Myeloproliferative syndromes
Introduction
Hello, welcome to this 11th class of the Hematology course provided by the University of Guanajuato. In this class we are going to review some basic concepts of myeloproliferative syndromes. We should remember that myeloid refers to the bone marrow and proliferative means «overproduction», so myeloproliferative syndromes are a group of disorders in which the overproduction of bone marrow cells occurs.
These disorders are closely related to each other; there are transitional forms and, in many patients, an evolution from one entity to another occurs in the course of the disease.
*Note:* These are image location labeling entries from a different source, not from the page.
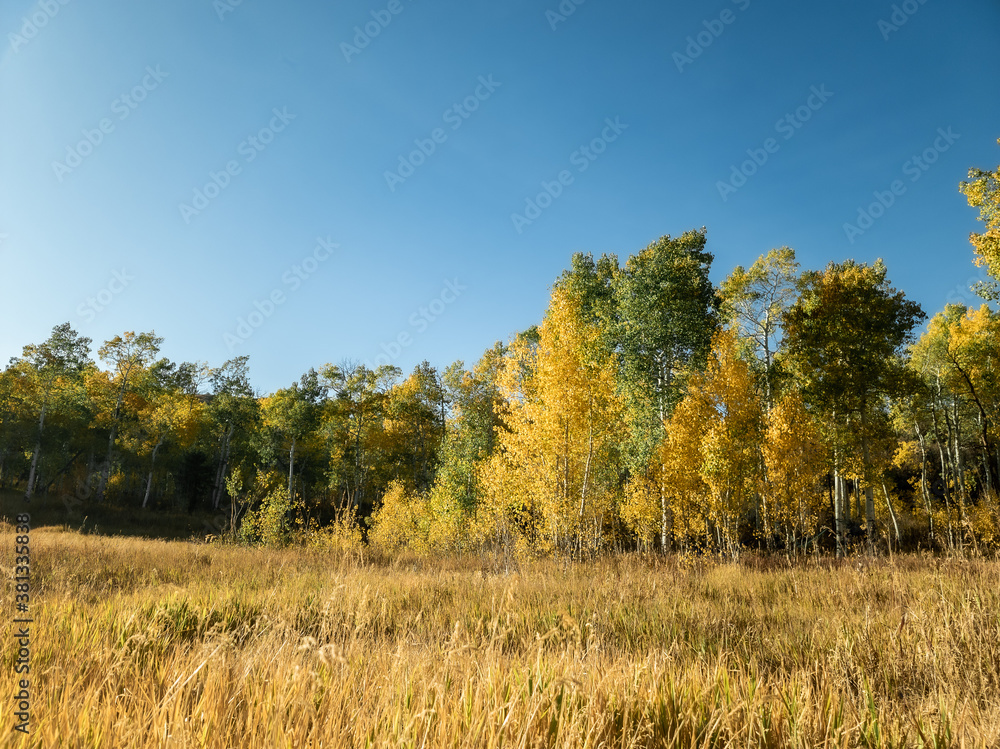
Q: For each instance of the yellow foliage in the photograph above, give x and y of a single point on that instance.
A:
(795, 460)
(553, 475)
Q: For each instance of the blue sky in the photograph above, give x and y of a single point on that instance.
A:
(188, 166)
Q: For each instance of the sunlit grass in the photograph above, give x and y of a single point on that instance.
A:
(149, 643)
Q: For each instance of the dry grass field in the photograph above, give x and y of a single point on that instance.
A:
(140, 643)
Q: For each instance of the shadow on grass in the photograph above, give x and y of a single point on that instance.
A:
(94, 518)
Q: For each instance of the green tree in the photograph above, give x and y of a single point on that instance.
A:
(54, 370)
(754, 301)
(844, 338)
(129, 355)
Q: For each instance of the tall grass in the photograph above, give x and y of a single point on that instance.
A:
(164, 644)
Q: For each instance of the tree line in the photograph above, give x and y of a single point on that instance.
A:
(784, 410)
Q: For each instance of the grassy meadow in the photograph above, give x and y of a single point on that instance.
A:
(156, 643)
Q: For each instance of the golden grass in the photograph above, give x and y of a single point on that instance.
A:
(166, 644)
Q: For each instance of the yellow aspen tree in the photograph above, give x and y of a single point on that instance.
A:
(555, 465)
(682, 487)
(731, 459)
(795, 460)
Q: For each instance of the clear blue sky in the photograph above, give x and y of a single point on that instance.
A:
(181, 87)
Polycythemia vera, essential thrombocytosis, and myelofibrosis are collectively known as the «non-leukemic myeloproliferative syndromes.» Chronic myeloid leukemia is also a myeloproliferative syndrome but with different characteristics than those mentioned above.
Content developement
Myeloproliferative syndromes describe a group of entities characterized by the endogenous proliferation of one or more hemopoietic components in the bone marrow and, in many cases, in the liver and spleen.
Polycythemia vera
It is a disease of the hematopoietic stem cell, of insidious onset, chronic course and unknown cause.
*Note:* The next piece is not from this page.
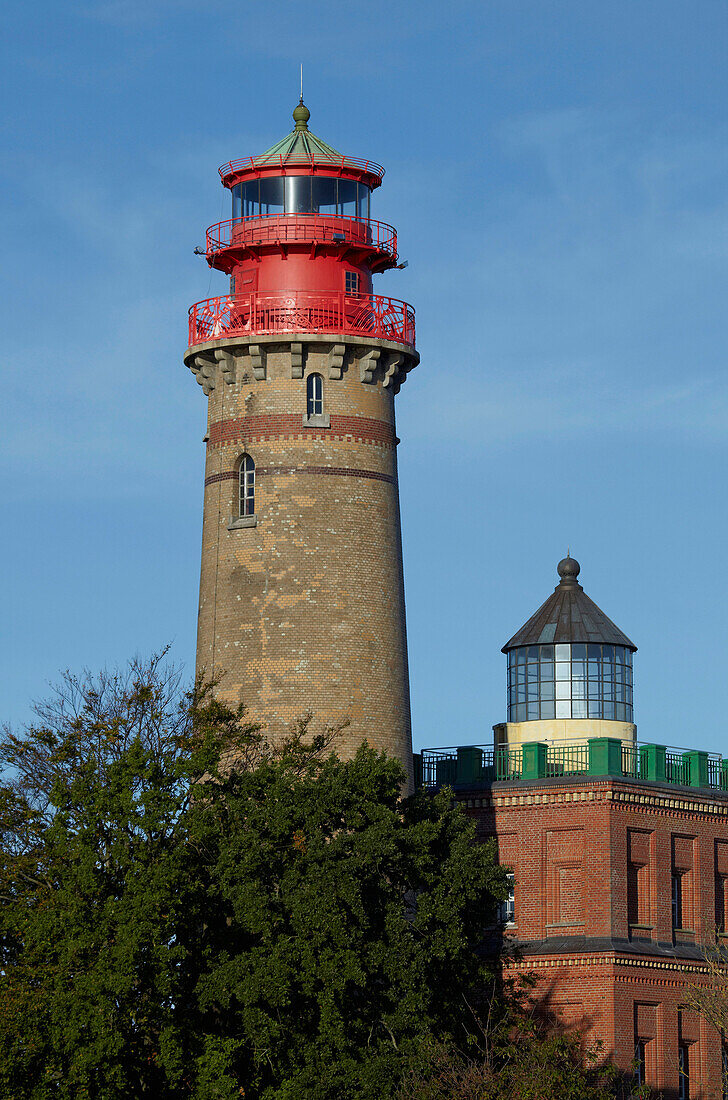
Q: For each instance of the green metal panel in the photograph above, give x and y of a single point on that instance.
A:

It is characterized by excessive and sustained proliferation in the bone marrow of erythroid, granulocytic, and megakaryocytic cells.
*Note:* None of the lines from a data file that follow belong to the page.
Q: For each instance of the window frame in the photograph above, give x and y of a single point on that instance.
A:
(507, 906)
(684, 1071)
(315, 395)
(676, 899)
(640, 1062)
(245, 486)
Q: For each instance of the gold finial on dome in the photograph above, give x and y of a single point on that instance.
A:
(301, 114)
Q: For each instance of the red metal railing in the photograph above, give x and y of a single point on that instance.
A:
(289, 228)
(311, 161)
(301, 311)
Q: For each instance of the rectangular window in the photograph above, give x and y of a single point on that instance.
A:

The erythroid proliferation is dominant, not influenced by its specific growth factor, and is expressed by an absolute increase in erythrocyte volume.
An increase in the number of erythrocytes and hemoglobin can occur for different reasons other than polycythemia vera:
Due to a compensatory increase in erythropoietin in:
High altitudes
Cardiovascular disease, especially congenital with cyanosis
Lung disease and alveolar hypoventilation
Hemoglobin with increased affinity (familial polycythemia)
Heavy smoking
Methemoglobinemia (rarely)
Everything that causes a hypoxia state and generates an increase in the production of erythropoietin and therefore a stimulation in the production of erythrocytes, does not correspond to a polycythemia vera.
It can also increase the number of erythrocytes for other reasons that are also not due to a clonal alteration of the erythroblasts:
Relative
“stress» or «spurine» polycythemia
Dehydration: loss of water, vomiting
Loss of plasma: burns, enteropathy.
*Clinical characteristics
This is a disease of the elderly with the same incidence in men and women.
Although it is not an eminently fatal disease, it does affect the quality of life of patients who suffer from it.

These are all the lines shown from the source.